Announcer Jon Gruden opted to praise Pittsburgh’s defense for taking away Washington’s deep options rather than criticize his brother, and Steelers defensive coordinator Keith Butler deserves credit for mixing blitzes with soft zones and forcing Cousins to look underneath more than he may have wanted.

But Washington needs to unlock deeper levels in the passing game, lest its offense fizzle out entirely. The team ranked 30th in yards per rush attempt last year and last in rushing DVOA, with a running game 23.5 percent worse than the league average. Watching Matt Jones try to squeeze through clogged lanes against Pittsburgh — the fumble-prone feature back averaged only 3.4 yards per carry Monday night (and all of last season) — it’s hard to believe that Washington might be only 23.5 percent worse than average.

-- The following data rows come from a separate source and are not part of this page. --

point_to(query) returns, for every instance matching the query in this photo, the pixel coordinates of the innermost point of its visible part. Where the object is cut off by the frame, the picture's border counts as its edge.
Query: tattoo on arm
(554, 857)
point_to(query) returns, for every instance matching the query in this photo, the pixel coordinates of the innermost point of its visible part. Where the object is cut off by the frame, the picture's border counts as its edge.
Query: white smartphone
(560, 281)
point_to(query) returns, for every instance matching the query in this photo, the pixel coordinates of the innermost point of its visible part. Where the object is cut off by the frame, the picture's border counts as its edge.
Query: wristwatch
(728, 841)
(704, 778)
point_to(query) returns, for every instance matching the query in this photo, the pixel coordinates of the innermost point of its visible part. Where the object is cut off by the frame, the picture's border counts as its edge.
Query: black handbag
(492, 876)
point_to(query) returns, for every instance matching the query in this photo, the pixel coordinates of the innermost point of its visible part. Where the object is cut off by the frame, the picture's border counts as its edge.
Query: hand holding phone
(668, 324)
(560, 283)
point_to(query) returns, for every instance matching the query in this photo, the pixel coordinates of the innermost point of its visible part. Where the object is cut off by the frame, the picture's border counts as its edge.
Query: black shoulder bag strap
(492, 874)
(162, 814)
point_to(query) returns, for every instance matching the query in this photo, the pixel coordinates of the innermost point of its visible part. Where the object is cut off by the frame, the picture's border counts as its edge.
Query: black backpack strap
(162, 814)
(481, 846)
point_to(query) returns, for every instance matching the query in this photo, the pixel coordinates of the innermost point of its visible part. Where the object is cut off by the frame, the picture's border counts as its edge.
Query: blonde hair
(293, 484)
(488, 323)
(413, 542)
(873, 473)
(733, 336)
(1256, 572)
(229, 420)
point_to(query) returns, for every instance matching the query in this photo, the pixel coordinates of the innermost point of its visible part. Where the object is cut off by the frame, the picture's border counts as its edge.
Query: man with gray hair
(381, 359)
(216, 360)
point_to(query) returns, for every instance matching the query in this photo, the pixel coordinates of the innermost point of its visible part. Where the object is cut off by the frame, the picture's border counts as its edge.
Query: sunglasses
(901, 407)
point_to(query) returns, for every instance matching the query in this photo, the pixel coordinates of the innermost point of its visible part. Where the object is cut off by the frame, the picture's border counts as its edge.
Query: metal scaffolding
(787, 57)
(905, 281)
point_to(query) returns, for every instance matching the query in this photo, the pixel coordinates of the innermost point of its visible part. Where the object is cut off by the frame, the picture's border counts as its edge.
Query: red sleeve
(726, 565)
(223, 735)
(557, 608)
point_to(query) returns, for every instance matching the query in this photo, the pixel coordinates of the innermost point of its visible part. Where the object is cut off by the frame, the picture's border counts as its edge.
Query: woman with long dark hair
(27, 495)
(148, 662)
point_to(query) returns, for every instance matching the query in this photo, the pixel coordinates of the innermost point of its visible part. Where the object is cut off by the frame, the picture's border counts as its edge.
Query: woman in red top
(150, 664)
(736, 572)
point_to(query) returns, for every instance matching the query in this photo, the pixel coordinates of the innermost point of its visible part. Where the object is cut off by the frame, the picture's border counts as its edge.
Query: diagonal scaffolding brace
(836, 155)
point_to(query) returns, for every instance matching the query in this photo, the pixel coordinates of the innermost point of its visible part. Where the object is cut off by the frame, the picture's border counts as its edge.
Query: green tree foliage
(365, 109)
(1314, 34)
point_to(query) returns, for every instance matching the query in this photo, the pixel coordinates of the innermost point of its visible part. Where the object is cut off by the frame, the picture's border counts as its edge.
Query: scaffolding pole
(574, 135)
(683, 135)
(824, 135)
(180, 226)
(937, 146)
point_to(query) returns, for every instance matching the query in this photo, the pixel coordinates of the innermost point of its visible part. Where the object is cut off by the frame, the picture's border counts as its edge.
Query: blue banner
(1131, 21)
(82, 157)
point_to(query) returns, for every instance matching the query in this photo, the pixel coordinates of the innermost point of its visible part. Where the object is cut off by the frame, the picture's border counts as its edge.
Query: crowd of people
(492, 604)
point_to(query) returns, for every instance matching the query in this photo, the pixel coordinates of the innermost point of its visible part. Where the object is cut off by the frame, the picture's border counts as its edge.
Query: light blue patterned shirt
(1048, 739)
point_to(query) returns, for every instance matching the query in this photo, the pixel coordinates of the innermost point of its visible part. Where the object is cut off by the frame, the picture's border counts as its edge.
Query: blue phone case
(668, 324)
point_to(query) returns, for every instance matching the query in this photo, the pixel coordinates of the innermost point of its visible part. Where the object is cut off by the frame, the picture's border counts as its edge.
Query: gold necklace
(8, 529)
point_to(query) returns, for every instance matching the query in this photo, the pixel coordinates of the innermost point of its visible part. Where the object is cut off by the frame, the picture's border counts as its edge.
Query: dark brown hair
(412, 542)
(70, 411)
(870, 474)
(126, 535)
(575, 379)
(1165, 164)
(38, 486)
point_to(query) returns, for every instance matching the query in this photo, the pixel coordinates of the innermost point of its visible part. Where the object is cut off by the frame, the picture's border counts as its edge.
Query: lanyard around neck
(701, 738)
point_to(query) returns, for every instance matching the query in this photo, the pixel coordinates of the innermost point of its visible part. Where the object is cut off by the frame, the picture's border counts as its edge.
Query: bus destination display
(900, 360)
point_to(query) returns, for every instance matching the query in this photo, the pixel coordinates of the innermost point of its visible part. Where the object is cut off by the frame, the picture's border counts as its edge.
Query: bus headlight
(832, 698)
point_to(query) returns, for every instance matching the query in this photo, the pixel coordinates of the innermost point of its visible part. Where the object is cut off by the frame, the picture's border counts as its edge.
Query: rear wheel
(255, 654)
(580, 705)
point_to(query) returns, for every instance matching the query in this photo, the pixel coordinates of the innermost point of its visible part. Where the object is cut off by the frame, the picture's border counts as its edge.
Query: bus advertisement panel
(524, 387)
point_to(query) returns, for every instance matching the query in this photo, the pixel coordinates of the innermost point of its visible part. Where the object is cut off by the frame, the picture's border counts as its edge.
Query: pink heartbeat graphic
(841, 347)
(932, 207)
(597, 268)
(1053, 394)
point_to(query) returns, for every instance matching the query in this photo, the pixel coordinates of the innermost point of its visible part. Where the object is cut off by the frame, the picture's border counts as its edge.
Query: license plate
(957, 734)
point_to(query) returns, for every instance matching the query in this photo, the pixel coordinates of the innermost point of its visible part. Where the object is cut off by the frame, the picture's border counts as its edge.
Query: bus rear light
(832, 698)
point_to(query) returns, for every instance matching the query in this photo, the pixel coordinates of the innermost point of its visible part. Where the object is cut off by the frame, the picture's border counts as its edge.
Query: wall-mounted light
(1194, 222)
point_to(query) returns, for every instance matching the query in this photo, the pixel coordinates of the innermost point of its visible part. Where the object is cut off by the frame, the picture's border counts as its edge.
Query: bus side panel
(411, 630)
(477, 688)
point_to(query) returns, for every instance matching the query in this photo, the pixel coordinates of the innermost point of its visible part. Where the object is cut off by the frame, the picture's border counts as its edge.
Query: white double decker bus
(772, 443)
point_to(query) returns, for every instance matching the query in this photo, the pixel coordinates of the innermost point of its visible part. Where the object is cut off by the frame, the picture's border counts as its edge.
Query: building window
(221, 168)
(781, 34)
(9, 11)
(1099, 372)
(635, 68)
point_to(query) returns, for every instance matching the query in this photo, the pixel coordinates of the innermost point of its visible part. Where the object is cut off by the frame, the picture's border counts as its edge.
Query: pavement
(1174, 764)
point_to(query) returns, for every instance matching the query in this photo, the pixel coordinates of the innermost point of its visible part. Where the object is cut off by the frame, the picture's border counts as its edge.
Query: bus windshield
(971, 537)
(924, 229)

If Washington wants to repeat as NFC East champion, the team needs an offense that resembles last season’s second-half attack. The addition of first-round pick Josh Doctson, who suffered an injury in the offseason, should help — he caught his first NFL pass late in the game. Reed is still a red zone terror against most defenses. Jackson (six catches, 102 yards, plus a drawn 46-yard pass interference penalty) was the offense’s lone bright spot Monday, and he made his case for more targets downfield; Doctson, too, will require long balls to maximize his usefulness once he works into the offense.

Jay Gruden needs to diversify, and he needs to grow more aggressive on offense. He could also serve to do the same for his own decision-making. On his team’s first drive, Gruden decided to punt on fourth-and-1 from the Steelers’ 40 — a decision made all the more curious by his call to go for it on fourth-and-6 from the Steelers’ 38 later in the half. In a fitting illustration of Washington’s game plan, that call ended up backfiring when Cousins’s completion ended up inches short of the first-down sticks.